Johannes BRAHMS (1833-1897)
Violin Concerto in D major Op.77 (1878) [39:11]
Double Concerto in A minor, Op.102 (1887) [33:05]
Tianwa Yang (violin)
Gabriel Schwabe (cello)
Deutsches Symphonie-Orchester Berlin/Antoni Wit
rec. 2017, Jesus-Christus-Kirche Berlin-Dahlem, Germany
NAXOS 8.573772 [72:25]
Why did I ask to review this disc? Two reasons. First: the Double Concerto is one of my all-time favourites. Second: I was, some time ago, knocked out of complacency by the playing of Tianwa Yang. That Naxos have found a long-term home for this violinist has redounded to Naxos’s advantage and to that of the artist. She is an absolutely fantastic player who pretty faultlessly trades in grandeur and in a freshness that keeps renewing. With her there is no stumble and “no shadow of turning”. She has already proved her mettle in other Naxos series: (Mendelssohn; Saint-Saëns; Sarasate (review review), Castelnuovo-Tedesco and Lalo/Manén). On the other hand, on Seen and Heard International there are relatively few notices and she seems never to have played at the BBC Proms - why? Gabriel Schwabe has worked with her before in Saint-Saëns and he is an intense player, as he has shown in his recording for Naxos of the three Brahms sonatas.

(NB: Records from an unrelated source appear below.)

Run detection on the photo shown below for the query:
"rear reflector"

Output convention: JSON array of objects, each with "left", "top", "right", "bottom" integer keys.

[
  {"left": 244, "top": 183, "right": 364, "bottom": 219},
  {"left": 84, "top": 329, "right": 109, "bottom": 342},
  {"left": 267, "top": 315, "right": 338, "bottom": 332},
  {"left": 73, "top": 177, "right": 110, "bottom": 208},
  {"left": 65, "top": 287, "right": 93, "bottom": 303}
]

There is no shortage of comparatively so-so recordings of the Brahms string concertos and a few that are highly pointed by the critical world. Perhaps it’s my debilitated and fossilised tastes, but I want some ardour, warmth and radiance from these works especially from the Double Concerto. As I have said elsewhere, the Double is a work for which I have arrived at a very great affection. In Yang’s and Schwabe’s hands it here enjoys an incarnadine reading which benefits from a sweet close-quarters recording. What we hear evinces both concentration and brio. When a performance of the Double really works it communicates a nicely elongated storminess. This is the case here and with CBS-Sony's classic recording by Leonard Rose and Isaac Stern alongside their co-conspirators, the Philadelphia conducted by Eugene Ormandy. The Rose/Stern reading unerringly raises the emotional temperature and should be in every Brahmsian's go-to list despite its super-pepped recording acoustic. Other versions, including some iconic discs, sound pallid by comparison.

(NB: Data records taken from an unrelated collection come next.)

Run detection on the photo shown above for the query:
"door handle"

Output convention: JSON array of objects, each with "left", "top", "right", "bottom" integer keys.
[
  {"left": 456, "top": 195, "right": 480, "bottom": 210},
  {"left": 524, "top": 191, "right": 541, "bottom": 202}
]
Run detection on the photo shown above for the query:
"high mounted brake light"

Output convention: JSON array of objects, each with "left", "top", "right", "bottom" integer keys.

Yang makes tense but re-creative work of the Violin Concerto. It’s a work which for me is a step down from the Double. I heard it at my first classical concert played by György Pauk with the Bournemouth Symphony Orchestra conducted by Paavo Berglund some time in the early 1970s at University Great Hall in Exeter.
Elder statesman Antoni Wit has been facilitating with Naxos for many years. He and the Deutsches Symphonie-Orchester Berlin work in commodious harness with the two soloists.
The notes are by longstanding Naxos regular Keith Anderson and the technical side is handled most musically and with powerful closeness by Clemens Deller and Eckhard Glauche.
This disc, in modern and gripping sound, is a good place to start with Brahms or to continue after you have heard the Third and Fourth symphonies and the Second Piano Concerto.